Hadoop Ecosystem & Hadoop Distributions

Alright boss?

The complexity of Hadoop ecosystem comes from having many tools that can be used, and not from using Hadoop itself.

The objective of this Apache Hadoop ecosystem components tutorial is to have an overview of what are the different components of Hadoop ecosystem that make Hadoop so powerful, to give you a nice overview of some Hadoop related products and about somel Hadoop distributions in the market. I did some research and this is what I know or found and probably is not a exhaustive list!

if you’re not familiar with Big Data or Data lake, I suggest you have a look on my previous post “What is Big Data?” and “What is data lake?” before.
This post is a collection of links, videos, tutorials, blogs and books that I found mixed with my opinion.

Hadoop Ecosystem

What does Hadoop Ecosystem mean?

Hadoop Ecosystem is neither a programming language nor a service, it is a platform or framework which solves big data problems. You can consider it as a suite which encompasses a number of services (ingesting, storing, analyzing and maintaining) inside it. The Hadoop ecosystem includes both official Apache open source projects and a wide range of commercial tools and solutions. Most of the solutions available in the Hadoop ecosystem are intended to supplement one or two of Hadoop’s four core elements (HDFS, MapReduce, YARN, and Common). However, the commercially available framework solutions provide more comprehensive functionality.

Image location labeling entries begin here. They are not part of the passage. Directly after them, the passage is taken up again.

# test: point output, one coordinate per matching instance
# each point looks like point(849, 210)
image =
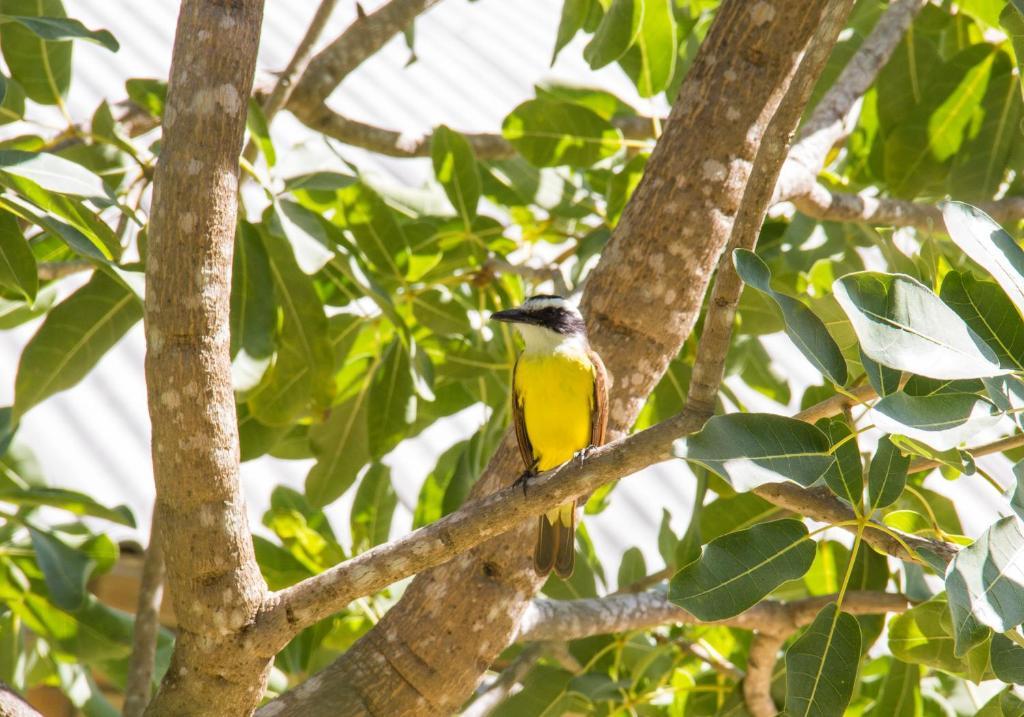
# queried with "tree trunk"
point(428, 652)
point(212, 575)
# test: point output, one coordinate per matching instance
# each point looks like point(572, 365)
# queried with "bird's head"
point(545, 322)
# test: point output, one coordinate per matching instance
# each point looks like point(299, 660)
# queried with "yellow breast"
point(557, 395)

The Hadoop Ecosystem Table https://hadoopecosystemtable.github.io/

Hortonworks https://hortonworks.com/ecosystems/

Hive is data warehousing software that addresses how data is structured and queried in distributed Hadoop clusters. Hive is also a popular development environment that is used to write queries for data in the Hadoop environment. It provides tools for ETL operations and brings some SQL-like capabilities to the environment. Hive is a declarative language that is used to develop applications for the Hadoop environment, however it does not support real-time queries.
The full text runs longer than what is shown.